Background technology
Poly-(lactic acid) has been used as the material that is used for (biodegradable) resin combination.Yet poly-(lactic acid) has rigidity usually and lacks the performance of shock resistance, so it only is used for limited application usually.
In the patent documentation 1 technology that can improve this performance is being disclosed for example.This technology is included in and adds the impact modifier that comprises lactic acid units and polyester unit in poly-(hydroxycarboxylic acid), and the polymer blend that obtains thus is difficult for bloom, thus be kept perfectly flexible and transparent, and have shock resistance.
Patent documentation 1:JP-A-2001-335623
Yet, in above-mentioned technology, treat to have inadequate consistency with poly-(hydroxycarboxylic acid) blended impact modifier, the effect of its generation is also low when its ratio is very low.Therefore in order to obtain the effect that shock resistance substantially improves, need to improve the ratio of impact modifier in the polymer blend.On the other hand, impact modifier has high flexible, so this technology has produced following problem.The raising of impact modifier ratio improves flexible, but reduces its softening temperature simultaneously, and this can cause its poor heat resistance.
Summary of the invention
The present invention makes for overcoming the problems referred to above.

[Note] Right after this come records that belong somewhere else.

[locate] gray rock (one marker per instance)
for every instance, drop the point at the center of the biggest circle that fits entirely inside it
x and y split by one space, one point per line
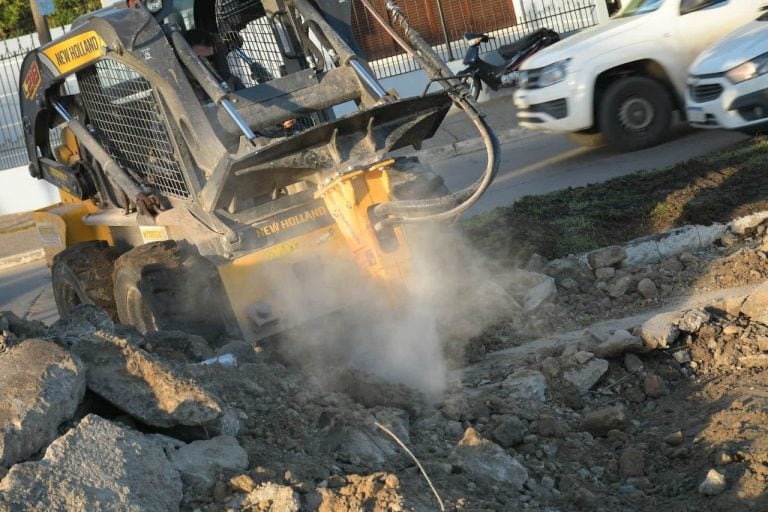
619 286
607 256
510 432
648 288
660 331
269 497
525 384
713 484
619 343
632 463
550 367
672 265
604 273
584 377
177 346
692 320
632 363
42 386
484 459
756 305
654 386
543 291
602 421
142 385
747 223
682 356
368 445
674 439
583 357
97 466
201 462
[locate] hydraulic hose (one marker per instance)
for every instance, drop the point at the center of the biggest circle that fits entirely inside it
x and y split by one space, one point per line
451 205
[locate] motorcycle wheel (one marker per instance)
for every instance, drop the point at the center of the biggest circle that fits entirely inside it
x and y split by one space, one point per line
475 87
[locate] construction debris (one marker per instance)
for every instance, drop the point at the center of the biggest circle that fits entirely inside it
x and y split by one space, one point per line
42 386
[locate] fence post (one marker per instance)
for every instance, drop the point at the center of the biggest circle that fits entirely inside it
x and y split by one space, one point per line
601 8
41 23
445 30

The object of the present invention is to provide a kind of compatibilizing agent that excellent heat resistance and shock resistance can be provided for resin combination.
Another object of the present invention is to provide a kind of resin combination that comprises this compatibilizing agent.
Other purpose of the present invention and effect will become apparent by following description.
The inventor has carried out extensive studies.Found that, realized goal of the invention, therefore finished the present invention by using following composition.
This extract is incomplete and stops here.